On a state television morning show on Saturday, commentators said that Army reinforcements and Russian aid would repel ‘terrorist groups’accusing Turkey of supporting the advance of insurgents in the provinces of Aleppo and Idlib.
Aleppo has not been attacked by opposition forces since they were driven from eastern neighborhoods in 2016, following a grueling military campaign in which Syrian government forces were supported by Russia, Iran and its allied groups.
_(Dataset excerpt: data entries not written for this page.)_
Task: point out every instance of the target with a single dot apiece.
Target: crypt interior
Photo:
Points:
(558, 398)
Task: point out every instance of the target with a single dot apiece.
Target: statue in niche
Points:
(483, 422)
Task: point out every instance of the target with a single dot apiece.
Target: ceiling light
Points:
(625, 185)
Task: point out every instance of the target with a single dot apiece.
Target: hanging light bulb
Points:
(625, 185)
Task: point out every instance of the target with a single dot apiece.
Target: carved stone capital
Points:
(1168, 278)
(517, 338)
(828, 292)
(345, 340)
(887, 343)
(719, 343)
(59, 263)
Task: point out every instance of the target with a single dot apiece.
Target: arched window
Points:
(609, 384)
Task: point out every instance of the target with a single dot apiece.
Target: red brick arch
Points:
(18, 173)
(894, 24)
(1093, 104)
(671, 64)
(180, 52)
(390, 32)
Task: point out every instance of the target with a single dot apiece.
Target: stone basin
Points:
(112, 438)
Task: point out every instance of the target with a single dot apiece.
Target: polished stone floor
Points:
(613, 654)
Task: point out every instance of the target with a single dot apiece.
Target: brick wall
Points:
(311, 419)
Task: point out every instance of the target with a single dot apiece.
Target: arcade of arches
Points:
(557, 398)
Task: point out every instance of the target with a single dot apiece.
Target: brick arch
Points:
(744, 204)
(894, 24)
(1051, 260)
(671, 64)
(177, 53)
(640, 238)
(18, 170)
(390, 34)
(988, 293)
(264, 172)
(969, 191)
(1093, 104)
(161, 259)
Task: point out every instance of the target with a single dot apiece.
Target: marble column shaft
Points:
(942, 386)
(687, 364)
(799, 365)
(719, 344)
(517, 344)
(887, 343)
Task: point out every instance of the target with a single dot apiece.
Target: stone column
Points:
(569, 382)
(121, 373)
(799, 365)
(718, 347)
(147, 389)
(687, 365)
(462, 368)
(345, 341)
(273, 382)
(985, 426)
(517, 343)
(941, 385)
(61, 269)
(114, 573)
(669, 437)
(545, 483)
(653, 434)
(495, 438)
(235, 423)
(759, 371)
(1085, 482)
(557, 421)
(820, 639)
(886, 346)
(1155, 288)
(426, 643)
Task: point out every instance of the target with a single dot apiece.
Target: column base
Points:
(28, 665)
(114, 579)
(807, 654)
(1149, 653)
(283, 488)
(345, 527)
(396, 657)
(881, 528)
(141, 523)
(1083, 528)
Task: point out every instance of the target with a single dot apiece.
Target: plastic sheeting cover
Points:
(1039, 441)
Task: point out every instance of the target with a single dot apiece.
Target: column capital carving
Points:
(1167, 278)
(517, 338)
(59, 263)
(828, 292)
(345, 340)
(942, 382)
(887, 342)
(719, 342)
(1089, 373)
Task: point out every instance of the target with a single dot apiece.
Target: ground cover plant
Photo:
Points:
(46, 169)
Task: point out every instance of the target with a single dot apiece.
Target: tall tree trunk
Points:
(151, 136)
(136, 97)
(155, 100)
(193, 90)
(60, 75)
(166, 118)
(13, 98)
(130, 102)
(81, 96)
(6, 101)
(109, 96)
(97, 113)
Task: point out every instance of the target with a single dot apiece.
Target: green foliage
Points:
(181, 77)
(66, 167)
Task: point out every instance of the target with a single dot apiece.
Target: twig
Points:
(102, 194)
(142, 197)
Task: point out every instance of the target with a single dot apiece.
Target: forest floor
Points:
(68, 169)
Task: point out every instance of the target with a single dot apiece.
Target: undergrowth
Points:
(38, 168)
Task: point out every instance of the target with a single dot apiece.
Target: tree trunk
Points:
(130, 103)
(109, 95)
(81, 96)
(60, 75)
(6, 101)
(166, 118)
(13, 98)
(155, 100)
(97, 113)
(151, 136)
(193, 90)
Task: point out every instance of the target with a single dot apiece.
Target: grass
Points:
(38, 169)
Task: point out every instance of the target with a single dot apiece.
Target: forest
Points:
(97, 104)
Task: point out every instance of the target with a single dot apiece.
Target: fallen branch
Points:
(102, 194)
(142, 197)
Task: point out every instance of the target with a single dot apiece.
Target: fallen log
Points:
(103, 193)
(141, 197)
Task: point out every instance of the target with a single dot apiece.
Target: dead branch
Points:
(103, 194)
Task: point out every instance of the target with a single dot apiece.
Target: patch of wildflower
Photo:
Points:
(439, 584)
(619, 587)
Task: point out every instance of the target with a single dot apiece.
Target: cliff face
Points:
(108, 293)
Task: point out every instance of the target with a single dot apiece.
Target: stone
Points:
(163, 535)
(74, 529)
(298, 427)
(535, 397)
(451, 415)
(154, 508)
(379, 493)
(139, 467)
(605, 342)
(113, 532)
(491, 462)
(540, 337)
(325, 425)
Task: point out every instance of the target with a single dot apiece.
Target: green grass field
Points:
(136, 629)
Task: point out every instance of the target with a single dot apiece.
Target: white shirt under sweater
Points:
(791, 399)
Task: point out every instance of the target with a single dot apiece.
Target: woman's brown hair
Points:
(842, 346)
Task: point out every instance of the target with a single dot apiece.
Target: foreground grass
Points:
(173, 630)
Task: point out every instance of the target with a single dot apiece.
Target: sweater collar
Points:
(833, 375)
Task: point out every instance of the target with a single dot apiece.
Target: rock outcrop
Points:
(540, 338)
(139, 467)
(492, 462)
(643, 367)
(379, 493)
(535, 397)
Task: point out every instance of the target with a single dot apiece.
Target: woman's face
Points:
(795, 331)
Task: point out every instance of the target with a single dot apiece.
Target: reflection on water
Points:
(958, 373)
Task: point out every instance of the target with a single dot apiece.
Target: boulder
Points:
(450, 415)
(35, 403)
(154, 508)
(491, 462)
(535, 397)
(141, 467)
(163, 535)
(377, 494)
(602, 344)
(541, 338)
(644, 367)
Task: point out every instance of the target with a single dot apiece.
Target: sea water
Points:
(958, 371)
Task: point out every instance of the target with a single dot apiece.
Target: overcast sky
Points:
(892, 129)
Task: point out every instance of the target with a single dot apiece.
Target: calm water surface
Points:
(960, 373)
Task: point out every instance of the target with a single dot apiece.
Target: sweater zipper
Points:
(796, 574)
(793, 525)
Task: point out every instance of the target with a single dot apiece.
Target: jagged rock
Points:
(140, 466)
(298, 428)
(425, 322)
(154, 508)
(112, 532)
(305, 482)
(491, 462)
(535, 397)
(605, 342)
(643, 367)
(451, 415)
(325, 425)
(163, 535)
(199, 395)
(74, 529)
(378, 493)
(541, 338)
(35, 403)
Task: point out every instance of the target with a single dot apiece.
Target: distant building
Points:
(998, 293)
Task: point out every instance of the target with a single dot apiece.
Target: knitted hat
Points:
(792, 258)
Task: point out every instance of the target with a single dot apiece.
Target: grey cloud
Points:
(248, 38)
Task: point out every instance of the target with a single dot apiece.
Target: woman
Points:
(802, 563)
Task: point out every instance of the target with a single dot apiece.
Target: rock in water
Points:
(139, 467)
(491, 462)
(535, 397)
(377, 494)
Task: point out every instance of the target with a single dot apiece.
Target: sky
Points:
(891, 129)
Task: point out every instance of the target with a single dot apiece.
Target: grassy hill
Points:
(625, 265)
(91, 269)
The attack on Aleppo follows weeks of simmering violence, including government attacks on opposition-held areas. Turkey, which has supported Syrian opposition groups, has failed in its diplomatic efforts to prevent the Syrian government attacks, which were seen as a violation of a 2019 agreement sponsored by Russia, Turkey and the Iran to freeze the conflict line.
The offensive came as Iran-linked groups, primarily Lebanese Hezbollah, which has supported Syrian government forces since 2015, were preoccupied with their own battles inside the country. A ceasefire in the two-month war between Hezbollah and Israel came into effect on Wednesday, the day Syrian opposition factions announced their offensive. Israel has also intensified its attacks against Hezbollah and Iran-linked targets in Syria over the past 70 days.
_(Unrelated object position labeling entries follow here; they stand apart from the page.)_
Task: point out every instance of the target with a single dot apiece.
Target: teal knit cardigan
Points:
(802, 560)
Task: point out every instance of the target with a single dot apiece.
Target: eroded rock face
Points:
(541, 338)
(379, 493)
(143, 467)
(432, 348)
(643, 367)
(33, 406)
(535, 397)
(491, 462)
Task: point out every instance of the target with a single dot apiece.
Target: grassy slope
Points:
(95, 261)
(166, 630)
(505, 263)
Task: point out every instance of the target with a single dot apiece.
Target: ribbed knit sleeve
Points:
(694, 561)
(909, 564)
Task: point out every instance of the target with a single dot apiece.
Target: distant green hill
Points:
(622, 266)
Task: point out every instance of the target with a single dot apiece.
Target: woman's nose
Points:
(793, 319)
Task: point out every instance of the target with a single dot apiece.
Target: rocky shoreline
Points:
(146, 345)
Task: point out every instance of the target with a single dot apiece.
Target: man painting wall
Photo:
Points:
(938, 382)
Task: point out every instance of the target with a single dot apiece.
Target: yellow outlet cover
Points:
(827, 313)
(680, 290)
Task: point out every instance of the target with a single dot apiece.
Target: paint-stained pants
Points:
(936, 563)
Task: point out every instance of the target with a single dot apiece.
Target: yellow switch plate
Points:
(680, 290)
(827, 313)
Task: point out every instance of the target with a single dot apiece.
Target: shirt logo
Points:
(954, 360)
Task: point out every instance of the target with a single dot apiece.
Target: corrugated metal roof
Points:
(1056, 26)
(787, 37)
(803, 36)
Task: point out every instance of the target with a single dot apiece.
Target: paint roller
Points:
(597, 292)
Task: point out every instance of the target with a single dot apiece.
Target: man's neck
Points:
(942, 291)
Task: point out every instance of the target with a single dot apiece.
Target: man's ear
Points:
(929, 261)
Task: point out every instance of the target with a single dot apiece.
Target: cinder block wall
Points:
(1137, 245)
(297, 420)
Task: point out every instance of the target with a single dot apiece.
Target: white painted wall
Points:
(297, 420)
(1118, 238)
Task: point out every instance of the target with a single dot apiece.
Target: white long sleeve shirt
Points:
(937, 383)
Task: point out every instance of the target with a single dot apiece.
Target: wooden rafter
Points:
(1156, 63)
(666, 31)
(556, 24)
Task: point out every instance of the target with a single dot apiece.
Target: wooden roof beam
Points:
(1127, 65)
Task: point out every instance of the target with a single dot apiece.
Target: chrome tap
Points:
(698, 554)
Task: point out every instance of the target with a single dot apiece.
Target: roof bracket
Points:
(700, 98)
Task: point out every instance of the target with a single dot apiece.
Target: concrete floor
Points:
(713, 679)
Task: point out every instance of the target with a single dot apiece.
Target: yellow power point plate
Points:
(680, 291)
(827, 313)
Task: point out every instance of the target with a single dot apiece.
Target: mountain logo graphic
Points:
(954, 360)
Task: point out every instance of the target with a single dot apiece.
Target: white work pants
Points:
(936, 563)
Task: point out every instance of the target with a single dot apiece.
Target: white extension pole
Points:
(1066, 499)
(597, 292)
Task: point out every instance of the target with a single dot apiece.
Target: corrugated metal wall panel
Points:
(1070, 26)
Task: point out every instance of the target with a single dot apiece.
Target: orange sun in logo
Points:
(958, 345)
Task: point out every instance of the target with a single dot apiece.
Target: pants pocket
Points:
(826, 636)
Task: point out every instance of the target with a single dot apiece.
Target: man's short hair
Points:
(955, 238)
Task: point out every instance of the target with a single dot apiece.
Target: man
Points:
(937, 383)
Turkey’s Anadolu news agency said insurgents had taken control of large parts of rural Aleppo and Idlib.
The 2016 battle for Aleppo marked a turning point in the war between Syrian government forces and rebel fighters, after 2011 protests against President Bashar Assad’s rule escalated into all-out war.
Russia, Iran and their allies helped Syrian government forces regain control of the city that year, after a grueling military campaign and a weeks-long siege.